# my new Lavender Butterfly Halfmoon Plakat Betta Pair



## famous (Sep 4, 2011)

I couldnt get good pics of my new bettas so i thought ill post the video i seen them on i have called the girl peach since i think she looks like one and was thinking mario for the boy 


http://www.youtube.com/watch?v=U_HO...DvjVQa1PpcFNOzoo1HrUF4SyXBRxENf3FV4V-La5E3Es=


----------



## Emmahlee (Feb 28, 2012)

They are gorgeous! I would name the male Plum. :3

Peach is an adorable name for the Female!


----------



## Kim (Apr 30, 2008)

STUNNING! Both of them


----------



## Edifiler (Nov 28, 2011)

Nice fishes and great to see another aussie on the forums.


----------



## laoshun (Apr 3, 2012)

wow ! you are so lucky haha


----------



## famous (Sep 4, 2011)

thanks for all the good feedback and ive noticed a few aussies on here maybe a few more will come outta the woodwork lol.


----------



## LittleBettaFish (Oct 2, 2010)

The fish Jodi-Lea gets in are stunning. I have ordered plenty of bettas from her.
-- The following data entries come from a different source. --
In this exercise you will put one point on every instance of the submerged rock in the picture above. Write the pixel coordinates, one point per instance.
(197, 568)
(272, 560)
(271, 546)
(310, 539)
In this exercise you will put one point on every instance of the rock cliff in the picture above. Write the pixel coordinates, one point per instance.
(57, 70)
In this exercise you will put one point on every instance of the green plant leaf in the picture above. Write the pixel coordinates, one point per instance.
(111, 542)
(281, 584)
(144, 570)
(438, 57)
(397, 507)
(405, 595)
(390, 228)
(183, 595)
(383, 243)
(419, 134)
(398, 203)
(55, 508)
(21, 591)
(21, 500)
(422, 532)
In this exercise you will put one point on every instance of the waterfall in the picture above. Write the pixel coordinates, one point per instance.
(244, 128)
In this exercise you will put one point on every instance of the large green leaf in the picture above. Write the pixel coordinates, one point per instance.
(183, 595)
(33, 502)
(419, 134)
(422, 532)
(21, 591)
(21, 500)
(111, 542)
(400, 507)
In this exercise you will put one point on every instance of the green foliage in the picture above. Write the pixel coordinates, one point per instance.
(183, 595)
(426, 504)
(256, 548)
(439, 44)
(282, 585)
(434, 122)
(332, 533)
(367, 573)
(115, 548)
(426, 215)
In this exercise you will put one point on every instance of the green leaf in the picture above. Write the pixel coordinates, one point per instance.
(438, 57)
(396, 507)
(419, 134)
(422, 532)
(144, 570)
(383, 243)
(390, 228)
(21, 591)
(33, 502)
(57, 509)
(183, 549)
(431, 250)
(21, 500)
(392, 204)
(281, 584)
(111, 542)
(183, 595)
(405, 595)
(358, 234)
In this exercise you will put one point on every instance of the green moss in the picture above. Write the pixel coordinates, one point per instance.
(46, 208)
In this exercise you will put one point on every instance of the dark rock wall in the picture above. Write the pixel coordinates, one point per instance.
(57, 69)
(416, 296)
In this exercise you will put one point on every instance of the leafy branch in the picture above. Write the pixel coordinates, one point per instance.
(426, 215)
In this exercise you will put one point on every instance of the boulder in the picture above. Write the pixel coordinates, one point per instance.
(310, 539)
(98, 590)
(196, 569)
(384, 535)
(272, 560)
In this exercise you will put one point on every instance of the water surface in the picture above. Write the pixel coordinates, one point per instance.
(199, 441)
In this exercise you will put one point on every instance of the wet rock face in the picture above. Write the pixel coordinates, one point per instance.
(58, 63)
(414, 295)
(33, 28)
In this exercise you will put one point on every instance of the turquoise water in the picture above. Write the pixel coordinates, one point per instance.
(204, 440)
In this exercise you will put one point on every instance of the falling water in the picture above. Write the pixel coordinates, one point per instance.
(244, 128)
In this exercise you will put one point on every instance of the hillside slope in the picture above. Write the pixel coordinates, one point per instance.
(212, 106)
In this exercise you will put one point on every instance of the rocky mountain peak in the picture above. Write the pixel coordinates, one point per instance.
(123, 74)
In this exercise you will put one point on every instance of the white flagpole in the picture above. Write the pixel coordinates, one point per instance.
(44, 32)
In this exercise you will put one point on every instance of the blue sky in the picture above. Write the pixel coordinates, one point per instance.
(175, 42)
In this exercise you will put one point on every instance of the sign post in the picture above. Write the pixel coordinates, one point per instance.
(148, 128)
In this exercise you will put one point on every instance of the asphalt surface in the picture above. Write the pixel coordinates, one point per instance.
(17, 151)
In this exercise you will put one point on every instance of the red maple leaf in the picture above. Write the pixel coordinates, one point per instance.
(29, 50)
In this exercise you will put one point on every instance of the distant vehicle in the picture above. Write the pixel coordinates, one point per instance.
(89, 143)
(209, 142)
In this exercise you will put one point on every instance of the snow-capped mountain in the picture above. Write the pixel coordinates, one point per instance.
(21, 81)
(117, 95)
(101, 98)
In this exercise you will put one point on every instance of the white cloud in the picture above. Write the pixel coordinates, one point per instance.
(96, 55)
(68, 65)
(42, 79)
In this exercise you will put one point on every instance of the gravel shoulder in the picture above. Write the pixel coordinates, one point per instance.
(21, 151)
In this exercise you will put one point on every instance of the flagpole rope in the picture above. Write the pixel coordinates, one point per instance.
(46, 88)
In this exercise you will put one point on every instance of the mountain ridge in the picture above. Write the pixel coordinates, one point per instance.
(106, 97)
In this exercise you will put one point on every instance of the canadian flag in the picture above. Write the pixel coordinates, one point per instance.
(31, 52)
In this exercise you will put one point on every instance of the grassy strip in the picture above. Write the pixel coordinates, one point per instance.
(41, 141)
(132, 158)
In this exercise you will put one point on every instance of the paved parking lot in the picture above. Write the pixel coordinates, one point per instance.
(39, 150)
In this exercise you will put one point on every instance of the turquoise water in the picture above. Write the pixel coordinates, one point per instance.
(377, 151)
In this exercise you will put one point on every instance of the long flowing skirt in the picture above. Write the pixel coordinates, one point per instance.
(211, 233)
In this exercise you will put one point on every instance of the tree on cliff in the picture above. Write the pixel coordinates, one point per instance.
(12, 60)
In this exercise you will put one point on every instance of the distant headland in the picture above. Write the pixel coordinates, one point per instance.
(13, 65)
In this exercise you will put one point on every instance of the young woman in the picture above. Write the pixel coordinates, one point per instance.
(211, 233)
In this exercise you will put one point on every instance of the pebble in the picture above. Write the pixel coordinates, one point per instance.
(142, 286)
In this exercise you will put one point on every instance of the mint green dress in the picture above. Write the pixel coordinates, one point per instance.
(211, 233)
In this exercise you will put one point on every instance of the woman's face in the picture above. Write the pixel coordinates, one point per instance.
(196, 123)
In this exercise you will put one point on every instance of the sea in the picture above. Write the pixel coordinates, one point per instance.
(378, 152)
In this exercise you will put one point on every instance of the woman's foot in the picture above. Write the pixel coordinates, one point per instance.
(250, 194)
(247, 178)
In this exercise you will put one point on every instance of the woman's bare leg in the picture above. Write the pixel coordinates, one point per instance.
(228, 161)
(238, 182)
Just got a parcel with three pairs in them today actually. 

Nice looking plakats. They really do have a good, crisp butterfly pattern. 
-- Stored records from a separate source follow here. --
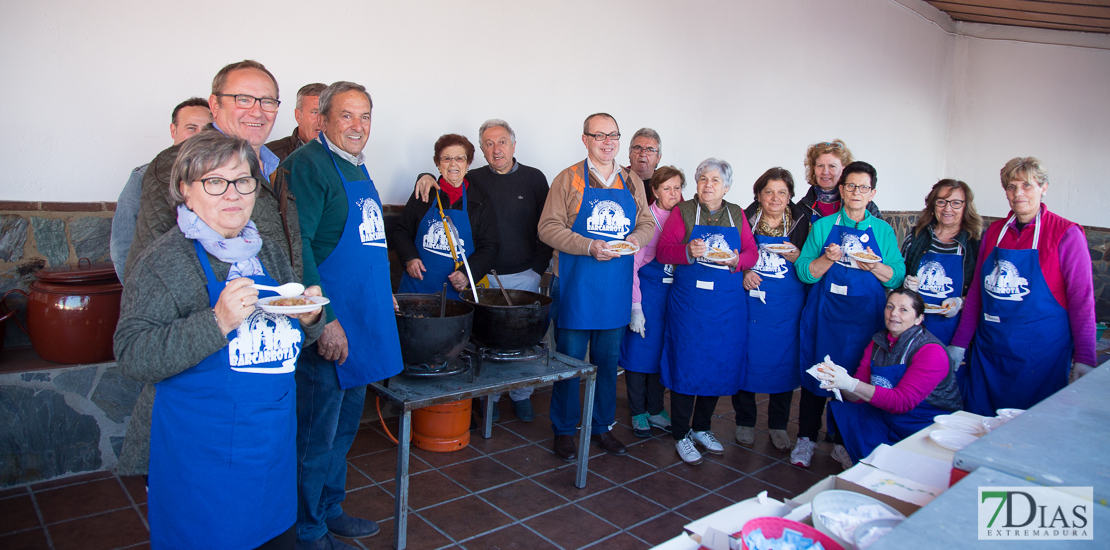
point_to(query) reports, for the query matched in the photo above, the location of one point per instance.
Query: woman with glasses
(940, 252)
(424, 245)
(219, 370)
(850, 259)
(1031, 302)
(824, 165)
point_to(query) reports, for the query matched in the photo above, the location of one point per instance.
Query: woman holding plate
(222, 447)
(704, 356)
(775, 300)
(851, 259)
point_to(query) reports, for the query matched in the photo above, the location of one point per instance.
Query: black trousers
(645, 392)
(778, 409)
(683, 407)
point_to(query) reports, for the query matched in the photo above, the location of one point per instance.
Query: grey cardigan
(167, 326)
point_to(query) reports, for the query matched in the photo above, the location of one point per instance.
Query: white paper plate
(865, 260)
(623, 251)
(951, 439)
(959, 423)
(318, 301)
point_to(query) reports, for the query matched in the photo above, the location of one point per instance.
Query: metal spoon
(288, 290)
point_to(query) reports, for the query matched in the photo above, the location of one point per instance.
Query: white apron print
(1005, 282)
(934, 280)
(607, 219)
(435, 240)
(372, 229)
(770, 265)
(264, 338)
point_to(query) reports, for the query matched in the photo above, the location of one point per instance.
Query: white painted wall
(88, 88)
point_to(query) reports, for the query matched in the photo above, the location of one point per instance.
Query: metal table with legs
(410, 393)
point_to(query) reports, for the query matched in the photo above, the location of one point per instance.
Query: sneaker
(687, 450)
(707, 440)
(639, 426)
(662, 421)
(745, 436)
(780, 440)
(841, 456)
(803, 452)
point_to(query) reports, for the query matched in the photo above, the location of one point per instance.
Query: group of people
(243, 406)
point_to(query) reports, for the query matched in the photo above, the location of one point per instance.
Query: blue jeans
(326, 421)
(604, 351)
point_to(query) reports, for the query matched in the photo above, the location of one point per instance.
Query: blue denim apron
(705, 347)
(597, 295)
(843, 310)
(864, 427)
(434, 251)
(642, 353)
(222, 439)
(773, 327)
(1022, 346)
(940, 277)
(356, 273)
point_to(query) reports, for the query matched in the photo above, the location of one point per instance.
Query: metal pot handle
(6, 315)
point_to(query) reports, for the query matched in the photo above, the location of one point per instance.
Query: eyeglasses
(217, 187)
(244, 101)
(601, 136)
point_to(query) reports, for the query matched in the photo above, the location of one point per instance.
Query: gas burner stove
(521, 355)
(461, 363)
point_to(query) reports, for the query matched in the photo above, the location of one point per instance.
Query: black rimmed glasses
(602, 136)
(244, 101)
(217, 187)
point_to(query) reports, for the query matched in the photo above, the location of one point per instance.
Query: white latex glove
(954, 306)
(1079, 370)
(834, 376)
(911, 282)
(955, 357)
(637, 322)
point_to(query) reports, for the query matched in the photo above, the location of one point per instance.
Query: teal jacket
(885, 235)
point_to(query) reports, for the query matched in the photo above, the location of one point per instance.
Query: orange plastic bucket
(442, 428)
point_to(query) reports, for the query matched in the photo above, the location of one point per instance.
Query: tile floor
(508, 491)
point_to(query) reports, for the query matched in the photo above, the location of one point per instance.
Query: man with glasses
(644, 157)
(345, 253)
(243, 103)
(189, 118)
(591, 203)
(306, 115)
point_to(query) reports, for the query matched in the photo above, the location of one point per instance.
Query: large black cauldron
(425, 338)
(503, 327)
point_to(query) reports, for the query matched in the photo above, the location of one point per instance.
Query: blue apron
(941, 277)
(1022, 346)
(773, 327)
(597, 295)
(844, 310)
(434, 251)
(704, 353)
(222, 439)
(864, 427)
(642, 353)
(357, 273)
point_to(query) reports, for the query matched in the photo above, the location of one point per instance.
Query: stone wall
(60, 421)
(38, 235)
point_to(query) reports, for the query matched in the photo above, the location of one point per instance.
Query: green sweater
(885, 235)
(321, 203)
What state are you in? I'm so moving to NSW or QLD. They seem to have all the best fish stores.


----------



## Edifiler (Nov 28, 2011)

How is her service? I'm looking at buying a pair of fancy HM when her stock arrives ( which apparently is in a couple days )


----------



## famous (Sep 4, 2011)

im in nsw it was the cost of the fish and an extra $20 for the fastway couriers which arrived the next day for me but she says 1-2 days and the fish are double bagged and with a heat pack i will be buying from her again.


----------



## LittleBettaFish (Oct 2, 2010)

She can get really busy and sometimes not answer emails but if you resend your email Jodi will generally get back to you. 
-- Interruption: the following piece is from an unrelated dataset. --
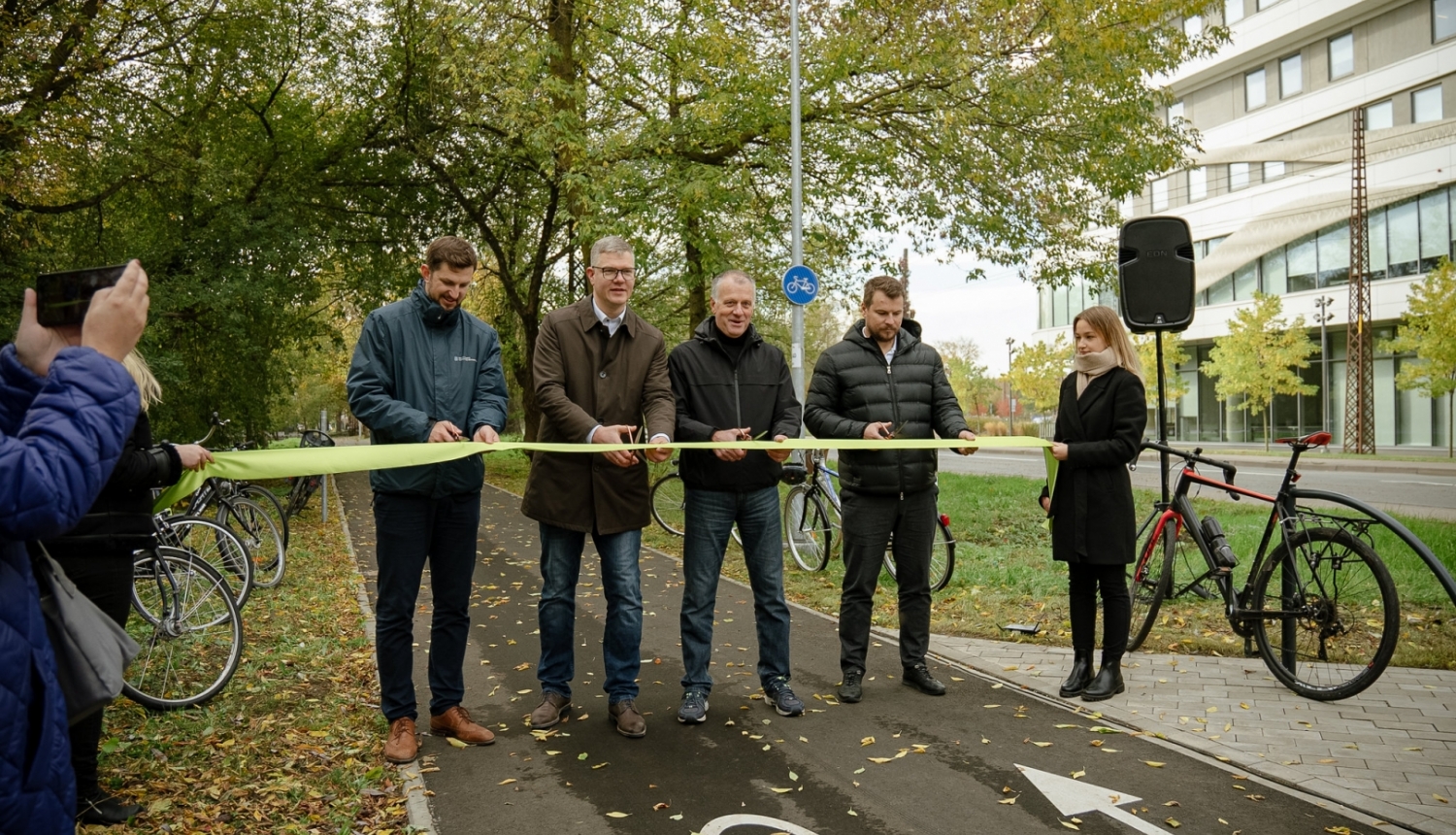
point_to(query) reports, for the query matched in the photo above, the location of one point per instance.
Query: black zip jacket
(853, 386)
(713, 393)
Jodi has been nothing but helpful to me, and I have never had a fish DOA from her and I have purchased more than 20 odd bettas. 

It was $20 I think or close to it, to ship 3 HM males, 3 HM females, 2 small wild betta pairs and a MW culture to me. So if you want to add more to a parcel to save on shipping it's definitely worth it.


----------



## LionCalie (Sep 24, 2011)

Wow, what a gorgeous pair! Adorable name choices, by the way. :lol:


----------



## Edifiler (Nov 28, 2011)

She sells cultures too? Will definitely look into that. Sounds like shes a great person to buy from. Thanks for the reviews.


----------